Personal information
- Born: October 1952 (age 73)

Playing information
- Position: Halfback, Five-eighth
Club
| Years | Team | Pld | T | G | FG | P |
| 1974–77 | Penrith Panthers | 30 | 9 | 0 | 0 | 27 |
- Relatives: Ashley Klein (son)

= John Klein (rugby league) =

Australian rugby league footballer (born 1952)

John Klein is an Australian former professional rugby league footballer who played in the 1970s and 1980s for the Penrith Panthers.

==Early life==
John Klein was born in October 1952 in Blacktown. He played his junior football with Blacktown Workers Club before playing with Lalor Park in 1970 and 1971 as a member of that club's winning under 19 and under 21 team in the Parramatta Junior Rugby League competition.

== Career ==
In 1972 he trialled and was graded with the Penrith Panthers in the Sydney competition playing 17 games that season in the 3rd grade side coach by Tom Holland.

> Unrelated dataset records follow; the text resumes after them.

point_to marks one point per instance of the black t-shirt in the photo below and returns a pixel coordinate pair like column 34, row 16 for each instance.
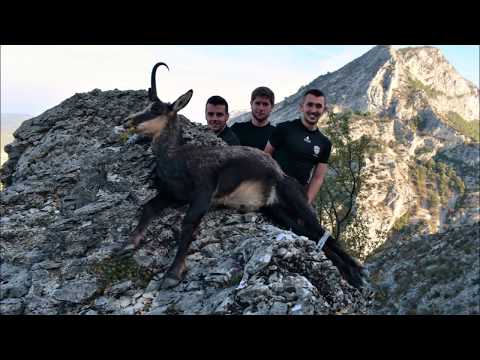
column 298, row 150
column 229, row 136
column 251, row 135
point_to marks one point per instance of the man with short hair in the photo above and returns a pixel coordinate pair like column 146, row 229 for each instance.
column 299, row 147
column 216, row 113
column 255, row 133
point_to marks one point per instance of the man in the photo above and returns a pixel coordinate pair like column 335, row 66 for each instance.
column 255, row 133
column 216, row 113
column 299, row 147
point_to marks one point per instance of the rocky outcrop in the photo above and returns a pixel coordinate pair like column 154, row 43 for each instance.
column 74, row 189
column 432, row 274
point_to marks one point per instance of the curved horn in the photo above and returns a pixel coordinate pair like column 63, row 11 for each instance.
column 152, row 92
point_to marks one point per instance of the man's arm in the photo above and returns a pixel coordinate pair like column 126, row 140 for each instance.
column 269, row 149
column 316, row 181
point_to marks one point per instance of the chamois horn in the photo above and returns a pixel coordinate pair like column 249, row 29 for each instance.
column 152, row 92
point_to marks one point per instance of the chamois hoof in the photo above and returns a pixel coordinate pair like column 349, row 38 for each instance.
column 357, row 278
column 136, row 238
column 124, row 251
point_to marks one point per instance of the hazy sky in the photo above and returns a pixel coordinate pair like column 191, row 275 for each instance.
column 36, row 78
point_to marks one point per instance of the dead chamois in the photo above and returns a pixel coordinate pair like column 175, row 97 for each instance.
column 236, row 176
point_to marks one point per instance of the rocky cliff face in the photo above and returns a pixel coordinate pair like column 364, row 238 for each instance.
column 74, row 189
column 432, row 274
column 416, row 106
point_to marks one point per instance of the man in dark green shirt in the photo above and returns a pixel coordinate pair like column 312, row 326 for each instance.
column 255, row 133
column 299, row 147
column 216, row 113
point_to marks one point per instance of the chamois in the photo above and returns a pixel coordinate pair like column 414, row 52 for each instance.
column 240, row 177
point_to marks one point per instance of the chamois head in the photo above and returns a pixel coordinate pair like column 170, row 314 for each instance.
column 152, row 120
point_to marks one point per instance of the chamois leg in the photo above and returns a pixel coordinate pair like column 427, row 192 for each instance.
column 349, row 267
column 150, row 210
column 192, row 219
column 291, row 193
column 281, row 216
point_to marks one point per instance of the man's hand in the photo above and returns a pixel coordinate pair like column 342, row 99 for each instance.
column 316, row 181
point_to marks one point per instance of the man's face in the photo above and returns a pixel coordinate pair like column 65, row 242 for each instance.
column 216, row 116
column 313, row 108
column 261, row 108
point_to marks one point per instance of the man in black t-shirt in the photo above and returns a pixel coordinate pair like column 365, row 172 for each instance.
column 299, row 147
column 255, row 133
column 216, row 113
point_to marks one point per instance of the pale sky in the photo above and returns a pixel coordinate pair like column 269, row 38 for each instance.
column 38, row 77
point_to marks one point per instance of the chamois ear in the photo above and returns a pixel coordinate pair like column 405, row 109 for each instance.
column 182, row 101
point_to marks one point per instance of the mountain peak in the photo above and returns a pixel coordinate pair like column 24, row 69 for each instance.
column 399, row 82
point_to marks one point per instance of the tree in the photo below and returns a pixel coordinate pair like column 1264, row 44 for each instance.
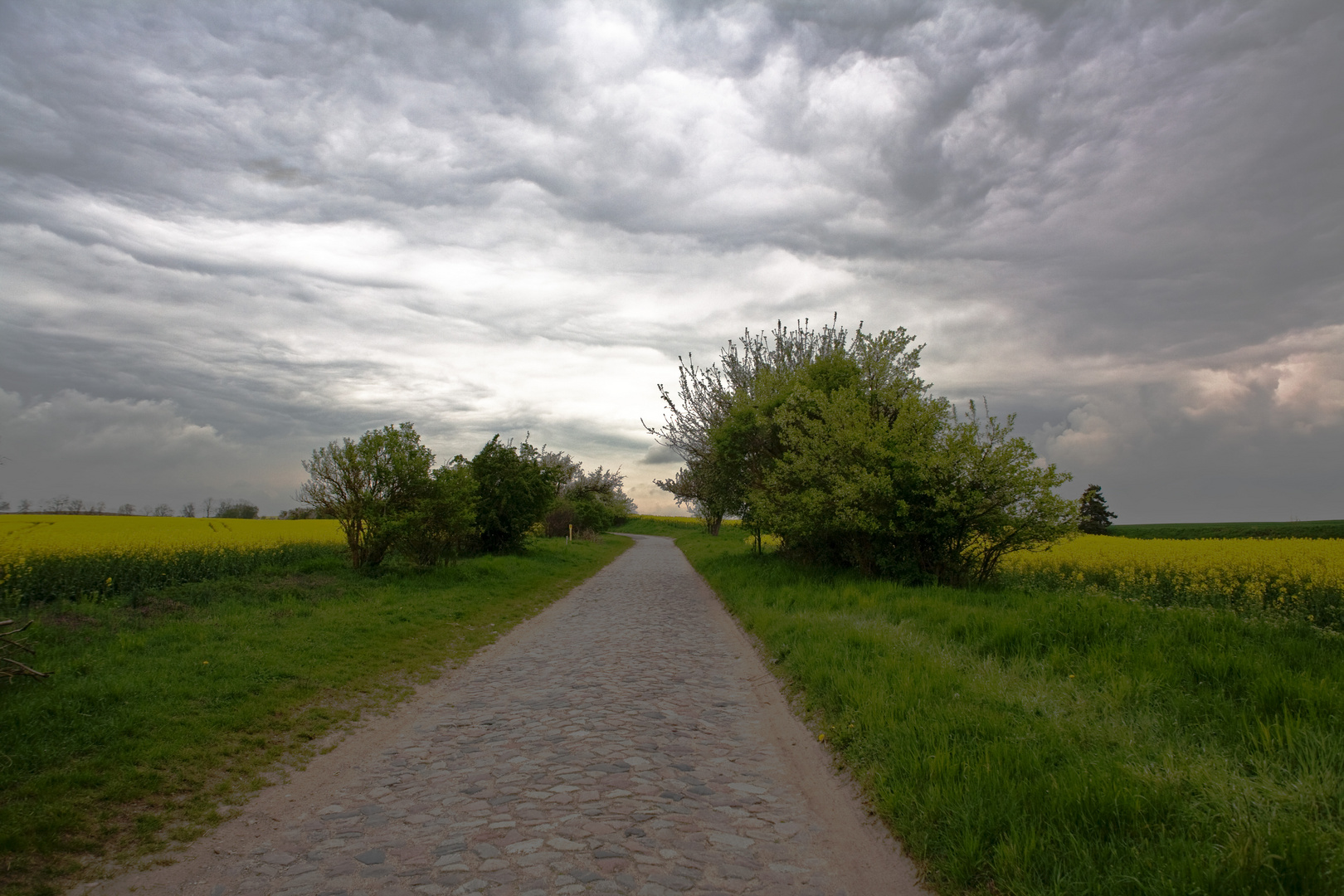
column 834, row 444
column 368, row 485
column 442, row 523
column 983, row 496
column 514, row 494
column 236, row 511
column 1093, row 514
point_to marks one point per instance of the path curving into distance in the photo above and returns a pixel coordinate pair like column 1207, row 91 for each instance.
column 626, row 740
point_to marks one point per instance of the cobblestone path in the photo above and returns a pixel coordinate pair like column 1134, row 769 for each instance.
column 613, row 746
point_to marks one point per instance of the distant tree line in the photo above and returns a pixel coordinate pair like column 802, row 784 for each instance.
column 390, row 497
column 834, row 445
column 63, row 504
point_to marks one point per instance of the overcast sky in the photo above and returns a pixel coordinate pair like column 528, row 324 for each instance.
column 230, row 232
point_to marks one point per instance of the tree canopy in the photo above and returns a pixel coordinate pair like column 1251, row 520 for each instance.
column 834, row 444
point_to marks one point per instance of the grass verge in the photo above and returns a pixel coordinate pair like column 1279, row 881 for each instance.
column 1046, row 743
column 160, row 716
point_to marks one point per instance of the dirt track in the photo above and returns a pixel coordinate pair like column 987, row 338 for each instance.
column 626, row 740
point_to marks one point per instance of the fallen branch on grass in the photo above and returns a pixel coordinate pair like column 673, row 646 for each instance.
column 7, row 644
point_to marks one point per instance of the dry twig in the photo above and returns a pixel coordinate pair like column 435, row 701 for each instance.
column 11, row 668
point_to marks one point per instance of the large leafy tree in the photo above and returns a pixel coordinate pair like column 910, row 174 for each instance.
column 514, row 494
column 370, row 485
column 834, row 444
column 1093, row 514
column 441, row 525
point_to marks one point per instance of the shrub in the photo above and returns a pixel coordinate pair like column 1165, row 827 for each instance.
column 514, row 494
column 229, row 511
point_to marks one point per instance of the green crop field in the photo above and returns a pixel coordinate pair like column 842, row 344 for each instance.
column 1060, row 742
column 162, row 715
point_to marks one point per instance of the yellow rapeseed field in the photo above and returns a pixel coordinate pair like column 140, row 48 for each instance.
column 1300, row 578
column 30, row 533
column 80, row 558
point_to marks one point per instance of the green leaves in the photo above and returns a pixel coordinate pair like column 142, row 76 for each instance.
column 836, row 446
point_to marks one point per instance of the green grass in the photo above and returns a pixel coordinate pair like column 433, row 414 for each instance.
column 1040, row 743
column 1307, row 529
column 160, row 716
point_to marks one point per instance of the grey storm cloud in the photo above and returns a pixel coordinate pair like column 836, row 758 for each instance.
column 281, row 223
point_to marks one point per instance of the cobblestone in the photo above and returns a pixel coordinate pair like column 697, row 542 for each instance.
column 611, row 750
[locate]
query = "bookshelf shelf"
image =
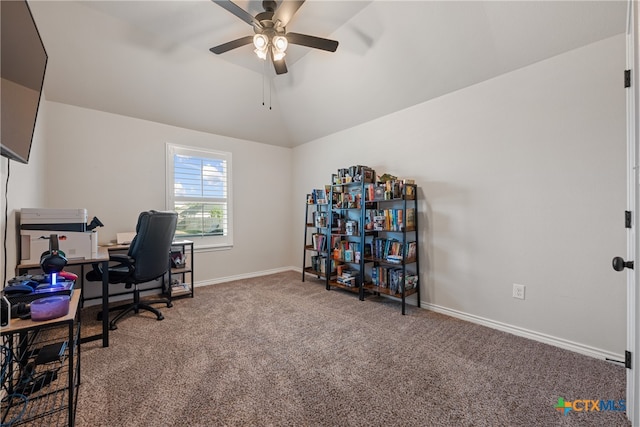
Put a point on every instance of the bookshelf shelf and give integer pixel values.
(179, 286)
(316, 260)
(369, 238)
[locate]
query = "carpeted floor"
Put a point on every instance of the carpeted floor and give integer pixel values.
(274, 351)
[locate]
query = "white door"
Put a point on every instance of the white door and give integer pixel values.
(632, 358)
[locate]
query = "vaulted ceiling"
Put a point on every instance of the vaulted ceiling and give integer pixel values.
(151, 60)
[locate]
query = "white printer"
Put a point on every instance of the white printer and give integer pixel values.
(37, 225)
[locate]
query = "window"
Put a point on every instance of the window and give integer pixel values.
(199, 190)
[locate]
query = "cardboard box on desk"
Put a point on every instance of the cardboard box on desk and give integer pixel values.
(75, 245)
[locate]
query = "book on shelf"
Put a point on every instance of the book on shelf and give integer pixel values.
(319, 242)
(351, 228)
(319, 196)
(411, 218)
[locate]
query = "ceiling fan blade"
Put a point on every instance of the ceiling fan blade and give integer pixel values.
(312, 41)
(286, 10)
(225, 47)
(238, 11)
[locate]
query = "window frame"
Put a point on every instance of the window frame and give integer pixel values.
(201, 242)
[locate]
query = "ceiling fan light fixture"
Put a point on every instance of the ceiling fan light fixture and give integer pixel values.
(280, 43)
(261, 42)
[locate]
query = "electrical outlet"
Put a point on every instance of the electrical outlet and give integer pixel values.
(518, 291)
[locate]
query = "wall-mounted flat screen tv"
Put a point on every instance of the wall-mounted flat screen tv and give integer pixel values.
(23, 63)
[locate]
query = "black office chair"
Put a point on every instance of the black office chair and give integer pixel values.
(148, 259)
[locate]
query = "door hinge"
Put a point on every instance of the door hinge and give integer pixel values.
(627, 359)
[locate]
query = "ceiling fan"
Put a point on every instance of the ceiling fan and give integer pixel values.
(271, 37)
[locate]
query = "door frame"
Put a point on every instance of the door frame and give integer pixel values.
(633, 197)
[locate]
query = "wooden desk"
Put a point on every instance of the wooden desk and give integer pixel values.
(53, 401)
(102, 257)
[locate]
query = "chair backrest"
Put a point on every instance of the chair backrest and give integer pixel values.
(151, 246)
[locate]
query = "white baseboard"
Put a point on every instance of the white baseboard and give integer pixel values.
(526, 333)
(242, 276)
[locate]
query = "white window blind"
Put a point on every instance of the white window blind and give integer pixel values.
(199, 190)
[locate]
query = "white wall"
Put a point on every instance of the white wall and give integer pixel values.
(114, 166)
(26, 187)
(523, 181)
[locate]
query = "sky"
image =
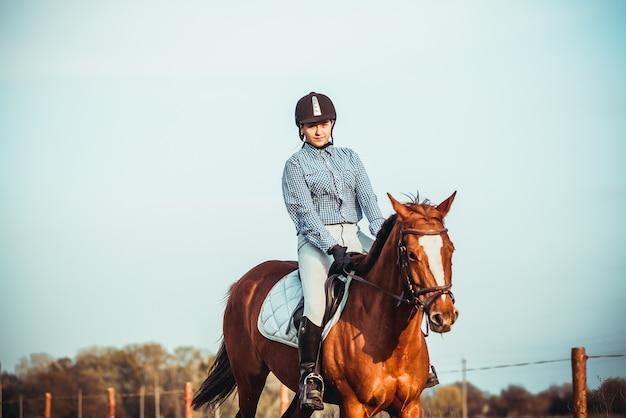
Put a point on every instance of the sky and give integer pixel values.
(142, 146)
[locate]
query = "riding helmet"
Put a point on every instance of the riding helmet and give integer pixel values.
(314, 107)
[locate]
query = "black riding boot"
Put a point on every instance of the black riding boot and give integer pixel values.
(432, 380)
(311, 383)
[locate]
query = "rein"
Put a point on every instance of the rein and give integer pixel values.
(414, 299)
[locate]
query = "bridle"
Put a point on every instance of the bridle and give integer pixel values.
(403, 262)
(415, 297)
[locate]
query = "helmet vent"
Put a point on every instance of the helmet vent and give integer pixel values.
(317, 110)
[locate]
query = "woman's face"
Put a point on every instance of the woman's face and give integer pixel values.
(317, 133)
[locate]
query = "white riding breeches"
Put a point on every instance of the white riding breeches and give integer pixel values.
(314, 265)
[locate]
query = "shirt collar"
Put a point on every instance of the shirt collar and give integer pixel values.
(311, 149)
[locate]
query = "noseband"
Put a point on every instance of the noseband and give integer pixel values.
(416, 295)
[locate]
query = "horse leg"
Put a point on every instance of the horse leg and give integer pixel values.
(249, 389)
(294, 411)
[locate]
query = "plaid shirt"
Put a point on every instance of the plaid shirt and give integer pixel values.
(328, 186)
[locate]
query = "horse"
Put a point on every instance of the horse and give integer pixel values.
(375, 357)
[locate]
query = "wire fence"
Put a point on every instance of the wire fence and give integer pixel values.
(530, 363)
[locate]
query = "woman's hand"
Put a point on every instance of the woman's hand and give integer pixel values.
(342, 259)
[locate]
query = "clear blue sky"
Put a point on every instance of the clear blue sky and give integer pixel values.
(142, 146)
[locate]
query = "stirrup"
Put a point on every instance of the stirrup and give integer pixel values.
(432, 379)
(312, 392)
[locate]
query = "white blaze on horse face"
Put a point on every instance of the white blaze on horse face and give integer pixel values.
(432, 245)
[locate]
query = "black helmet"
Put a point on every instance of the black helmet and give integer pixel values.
(314, 107)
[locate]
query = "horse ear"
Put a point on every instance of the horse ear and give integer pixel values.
(444, 207)
(400, 209)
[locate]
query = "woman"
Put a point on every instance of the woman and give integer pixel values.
(326, 191)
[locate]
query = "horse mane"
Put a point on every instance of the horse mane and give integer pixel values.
(364, 262)
(426, 210)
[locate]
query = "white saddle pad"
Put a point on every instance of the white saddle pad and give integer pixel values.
(276, 317)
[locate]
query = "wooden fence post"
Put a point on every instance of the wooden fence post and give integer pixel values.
(284, 398)
(111, 392)
(188, 397)
(579, 381)
(48, 407)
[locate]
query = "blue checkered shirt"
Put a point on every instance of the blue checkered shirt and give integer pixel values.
(328, 186)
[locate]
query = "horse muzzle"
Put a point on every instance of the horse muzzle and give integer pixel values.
(441, 316)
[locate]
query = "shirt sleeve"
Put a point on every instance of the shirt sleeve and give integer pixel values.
(299, 203)
(366, 197)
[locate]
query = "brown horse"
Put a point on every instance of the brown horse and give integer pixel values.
(375, 358)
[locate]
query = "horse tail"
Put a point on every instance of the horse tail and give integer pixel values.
(218, 385)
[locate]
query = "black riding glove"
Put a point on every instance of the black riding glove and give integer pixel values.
(342, 259)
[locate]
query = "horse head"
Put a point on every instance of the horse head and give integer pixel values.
(425, 257)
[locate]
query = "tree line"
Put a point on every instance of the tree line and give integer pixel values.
(147, 376)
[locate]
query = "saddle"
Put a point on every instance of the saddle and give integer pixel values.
(282, 309)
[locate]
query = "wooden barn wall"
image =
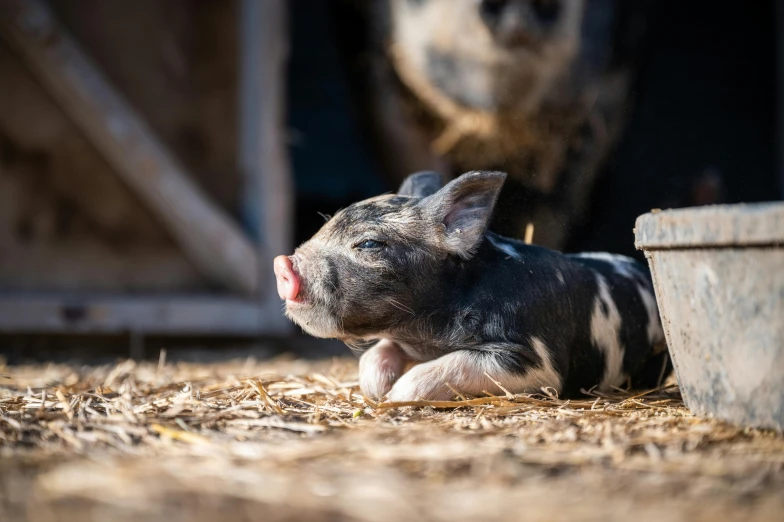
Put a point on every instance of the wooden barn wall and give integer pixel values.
(66, 220)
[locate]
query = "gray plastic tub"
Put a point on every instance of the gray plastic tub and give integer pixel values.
(719, 277)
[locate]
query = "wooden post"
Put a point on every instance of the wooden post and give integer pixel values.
(207, 236)
(263, 155)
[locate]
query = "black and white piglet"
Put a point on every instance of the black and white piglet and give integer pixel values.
(420, 272)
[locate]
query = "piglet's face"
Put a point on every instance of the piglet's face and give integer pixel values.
(378, 263)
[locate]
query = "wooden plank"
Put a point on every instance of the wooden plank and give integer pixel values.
(142, 315)
(208, 237)
(263, 154)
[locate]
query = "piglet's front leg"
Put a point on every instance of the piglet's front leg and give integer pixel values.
(380, 367)
(470, 371)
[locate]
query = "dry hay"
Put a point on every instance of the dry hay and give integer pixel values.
(289, 440)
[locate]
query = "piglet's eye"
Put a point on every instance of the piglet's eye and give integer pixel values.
(369, 244)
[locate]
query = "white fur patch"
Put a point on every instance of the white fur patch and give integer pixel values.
(379, 368)
(504, 247)
(605, 335)
(622, 265)
(464, 372)
(655, 331)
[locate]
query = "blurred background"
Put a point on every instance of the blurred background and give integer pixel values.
(155, 156)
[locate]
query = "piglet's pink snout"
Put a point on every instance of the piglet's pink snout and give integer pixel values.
(288, 279)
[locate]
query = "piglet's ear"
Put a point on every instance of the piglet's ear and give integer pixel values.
(464, 207)
(421, 184)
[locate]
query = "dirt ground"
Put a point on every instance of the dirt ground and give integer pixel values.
(295, 440)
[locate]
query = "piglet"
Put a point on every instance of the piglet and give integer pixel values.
(418, 277)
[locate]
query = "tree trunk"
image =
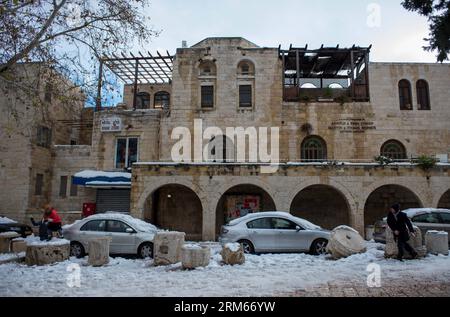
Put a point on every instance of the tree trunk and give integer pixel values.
(44, 254)
(437, 242)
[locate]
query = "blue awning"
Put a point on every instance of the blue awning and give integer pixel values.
(91, 178)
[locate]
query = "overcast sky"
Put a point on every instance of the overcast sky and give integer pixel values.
(396, 34)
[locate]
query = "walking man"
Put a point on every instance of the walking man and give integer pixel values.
(402, 227)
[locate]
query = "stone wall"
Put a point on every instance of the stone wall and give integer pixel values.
(354, 184)
(69, 160)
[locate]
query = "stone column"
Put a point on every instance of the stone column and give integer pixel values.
(99, 251)
(209, 221)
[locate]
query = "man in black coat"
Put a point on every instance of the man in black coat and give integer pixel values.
(402, 227)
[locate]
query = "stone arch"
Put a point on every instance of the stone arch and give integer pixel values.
(444, 200)
(379, 200)
(323, 204)
(175, 207)
(242, 193)
(251, 69)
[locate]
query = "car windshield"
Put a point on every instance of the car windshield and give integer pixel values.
(306, 224)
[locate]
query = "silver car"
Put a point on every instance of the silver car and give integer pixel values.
(129, 236)
(275, 232)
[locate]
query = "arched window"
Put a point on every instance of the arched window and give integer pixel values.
(394, 150)
(246, 68)
(404, 91)
(162, 100)
(423, 95)
(221, 149)
(308, 86)
(142, 100)
(314, 148)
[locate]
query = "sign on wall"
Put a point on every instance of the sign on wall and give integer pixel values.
(112, 124)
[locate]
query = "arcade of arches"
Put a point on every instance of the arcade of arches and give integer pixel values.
(378, 204)
(323, 205)
(167, 208)
(252, 197)
(202, 205)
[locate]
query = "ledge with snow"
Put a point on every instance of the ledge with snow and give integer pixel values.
(101, 179)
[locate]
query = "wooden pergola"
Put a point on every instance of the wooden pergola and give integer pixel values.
(136, 70)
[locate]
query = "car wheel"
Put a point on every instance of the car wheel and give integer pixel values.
(319, 247)
(77, 250)
(247, 246)
(145, 250)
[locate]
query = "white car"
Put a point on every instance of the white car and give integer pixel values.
(129, 235)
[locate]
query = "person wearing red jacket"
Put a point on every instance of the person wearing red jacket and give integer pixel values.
(51, 220)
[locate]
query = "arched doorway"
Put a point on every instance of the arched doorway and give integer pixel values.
(176, 208)
(239, 200)
(323, 205)
(379, 201)
(444, 202)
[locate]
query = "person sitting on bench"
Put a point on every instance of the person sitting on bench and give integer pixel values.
(51, 221)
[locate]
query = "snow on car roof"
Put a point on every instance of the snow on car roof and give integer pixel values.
(304, 223)
(4, 220)
(136, 223)
(412, 212)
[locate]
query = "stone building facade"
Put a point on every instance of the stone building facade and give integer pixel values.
(326, 172)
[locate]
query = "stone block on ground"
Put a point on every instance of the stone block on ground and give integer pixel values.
(233, 254)
(5, 241)
(193, 256)
(167, 247)
(98, 250)
(344, 242)
(391, 249)
(437, 242)
(44, 253)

In 1973 he was a member of Penrith's under 40’s side which qualified for the play-offs side losing to Balmain Tigs in the eliminating grand final.

In 1974 Klein made his initial first grade appearance against North Sydney at Penrith Park, losing 23-28 in a close encounter. Over the next four seasons, he played a total of 31 games in the top side which was affected by injuries and a loss of form.

At the end of the 1977 season, Klein signed an agreement to Captain-coach Bathurst St Patricks in the Group 10 CRL competition with limited success. He played with St Pats for 3 seasons (1978–81) scoring over 1 try for the club. Retiring halfway through the 1981 season due to injuries.

In 1983, he was transferred in his employment (State Bank) to Quirindi where he came out of retirement and played with "Grasshoppers" for 3 seasons (1983–85). He was appointed Captain-coach for the 1985 season.

In 1986, following another transfer in his employment to Sydney at the end of the '85 season, Klein played for 2 seasons with the Brothers club in the North Sydney competition winning the "A" grade division in 1986. Appointed Captain-coach for the 1987 season he was forced to retire midway through the season due to further injuries.

Klein is the father of NRL referee Ashley Klein.